Ihre Zeichnungen und Gemälde machten die Künstlerin innerhalb eines Jahrzehnts zur Legende. Gleichzeitig manifestiert sich im handwerklichen Können, was ihr das Leben auf der Farm mitgegeben hat. Schon während der New Yorker Jahre genießt O’Keeffe die Aufenthalte im ländlichen Lake George, wo Stieglitz’ Familie ein Sommerhaus besitzt – und ihr Mann schwärmt von dem Essen, das sie dort mit Lust am Experiment kocht. 1929, als sich das Paar in einer schweren Krise befindet, sucht O’Keeffe nach einem Ort, um Zeit allein zu verbringen. Malend kommt sie in der Wüste von New ­Mexico zur Ruhe.

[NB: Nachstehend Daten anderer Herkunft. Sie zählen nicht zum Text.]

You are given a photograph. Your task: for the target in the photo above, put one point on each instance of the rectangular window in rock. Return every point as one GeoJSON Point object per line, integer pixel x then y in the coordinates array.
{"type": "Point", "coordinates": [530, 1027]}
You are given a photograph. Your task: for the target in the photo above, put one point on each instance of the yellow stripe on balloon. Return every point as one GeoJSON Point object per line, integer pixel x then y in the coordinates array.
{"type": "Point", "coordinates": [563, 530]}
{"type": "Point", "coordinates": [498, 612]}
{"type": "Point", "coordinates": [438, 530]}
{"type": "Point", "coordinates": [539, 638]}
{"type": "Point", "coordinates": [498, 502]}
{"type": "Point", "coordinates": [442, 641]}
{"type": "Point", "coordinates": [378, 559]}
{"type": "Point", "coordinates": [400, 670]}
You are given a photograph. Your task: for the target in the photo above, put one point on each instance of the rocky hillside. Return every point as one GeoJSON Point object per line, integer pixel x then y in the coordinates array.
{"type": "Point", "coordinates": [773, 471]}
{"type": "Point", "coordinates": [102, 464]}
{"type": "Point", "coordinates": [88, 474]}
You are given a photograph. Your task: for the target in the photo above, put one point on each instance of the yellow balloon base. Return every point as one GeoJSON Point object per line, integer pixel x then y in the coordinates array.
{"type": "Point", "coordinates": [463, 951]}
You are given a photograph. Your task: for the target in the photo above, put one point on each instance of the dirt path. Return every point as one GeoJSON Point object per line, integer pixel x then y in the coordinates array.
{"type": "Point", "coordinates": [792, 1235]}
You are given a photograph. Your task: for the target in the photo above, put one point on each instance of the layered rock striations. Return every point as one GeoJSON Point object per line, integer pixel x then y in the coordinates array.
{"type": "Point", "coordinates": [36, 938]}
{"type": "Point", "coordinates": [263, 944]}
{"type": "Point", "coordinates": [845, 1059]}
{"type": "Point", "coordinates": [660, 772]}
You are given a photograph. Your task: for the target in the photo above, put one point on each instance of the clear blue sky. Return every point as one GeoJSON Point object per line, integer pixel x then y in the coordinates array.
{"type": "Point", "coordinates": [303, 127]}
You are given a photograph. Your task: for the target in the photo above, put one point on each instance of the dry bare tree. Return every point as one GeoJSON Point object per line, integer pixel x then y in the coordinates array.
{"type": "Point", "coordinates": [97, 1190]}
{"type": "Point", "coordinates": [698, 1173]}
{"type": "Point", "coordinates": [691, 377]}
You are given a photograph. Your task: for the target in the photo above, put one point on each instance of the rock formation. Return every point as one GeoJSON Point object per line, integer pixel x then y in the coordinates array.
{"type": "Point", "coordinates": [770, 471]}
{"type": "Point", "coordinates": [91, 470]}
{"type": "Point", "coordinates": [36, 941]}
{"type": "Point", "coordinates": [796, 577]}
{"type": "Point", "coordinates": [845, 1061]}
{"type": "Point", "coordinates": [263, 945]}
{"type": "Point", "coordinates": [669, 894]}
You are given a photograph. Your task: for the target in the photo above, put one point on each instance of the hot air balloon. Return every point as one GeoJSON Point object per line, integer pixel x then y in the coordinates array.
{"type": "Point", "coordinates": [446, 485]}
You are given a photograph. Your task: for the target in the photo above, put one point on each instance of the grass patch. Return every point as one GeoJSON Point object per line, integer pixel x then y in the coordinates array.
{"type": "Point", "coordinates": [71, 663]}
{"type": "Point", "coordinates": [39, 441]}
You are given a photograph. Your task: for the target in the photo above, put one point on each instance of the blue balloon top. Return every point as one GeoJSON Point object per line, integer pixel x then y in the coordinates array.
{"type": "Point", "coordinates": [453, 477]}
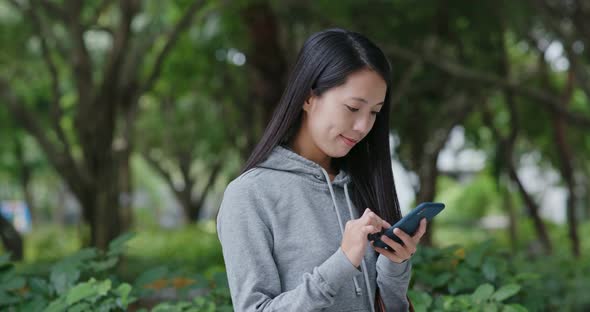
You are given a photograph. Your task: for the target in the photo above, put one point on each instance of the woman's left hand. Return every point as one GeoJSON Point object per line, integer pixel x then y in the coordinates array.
{"type": "Point", "coordinates": [400, 253]}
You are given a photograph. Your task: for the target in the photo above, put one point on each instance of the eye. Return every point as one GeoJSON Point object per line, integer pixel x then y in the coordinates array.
{"type": "Point", "coordinates": [352, 109]}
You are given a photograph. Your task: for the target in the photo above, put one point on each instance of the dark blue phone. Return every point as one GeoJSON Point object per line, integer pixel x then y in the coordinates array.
{"type": "Point", "coordinates": [409, 224]}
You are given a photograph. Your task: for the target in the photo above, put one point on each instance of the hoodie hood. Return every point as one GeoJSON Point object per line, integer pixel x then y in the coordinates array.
{"type": "Point", "coordinates": [284, 159]}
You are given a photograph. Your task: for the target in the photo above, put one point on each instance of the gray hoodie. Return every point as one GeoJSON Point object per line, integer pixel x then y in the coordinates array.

Georgia O’Keeffe Fotografie Alfred Stieglitz
Georgia O’Keeffe im Jahr 1918, porträtiert von Alfred Stieglitz. © Georgia O’Keeffe Museum / Adagp, Paris, 2021 / Art Institute of Chicago, Dist. RMN-Grand Palais / image The Art Institute of Chicago

Zwar kehrt sie nach dem Sommer zurück nach New York, doch der Aufenthalt hat Folgen. 1940 kauft die Künstlerin ihr erstes Haus auf dem Gelände der Ghost Ranch nordwestlich von Santa Fe, ein paar Jahre danach gesellt sich eine Hacienda im nahen Abiquiú hinzu; das Gebäude eine Ruine, der große Garten völlig verwildert. Finanziell ist sie längst unabhängig: Schon 1928 verkauften sich sechs ihrer Blumengemälde zu einem Rekordpreis von 25 000 Dollar. 1946, als das Museum of Modern Art in New York ihr als erster Malerin überhaupt eine Soloschau widmet, ist O’Keeffe bereits zur Pendlerin geworden. Und als Stieglitz, den sie oft monatelang nicht mehr sieht, im Sommer desselben Jahres stirbt, regelt sie noch seinen Nachlass. Dann verlässt die Witwe Manhatten endgültig und wechselt bloß noch zwischen ihrem Hauptwohnsitz in Abiquiú und dem einfachen Sommersitz auf der Ghost Ranch.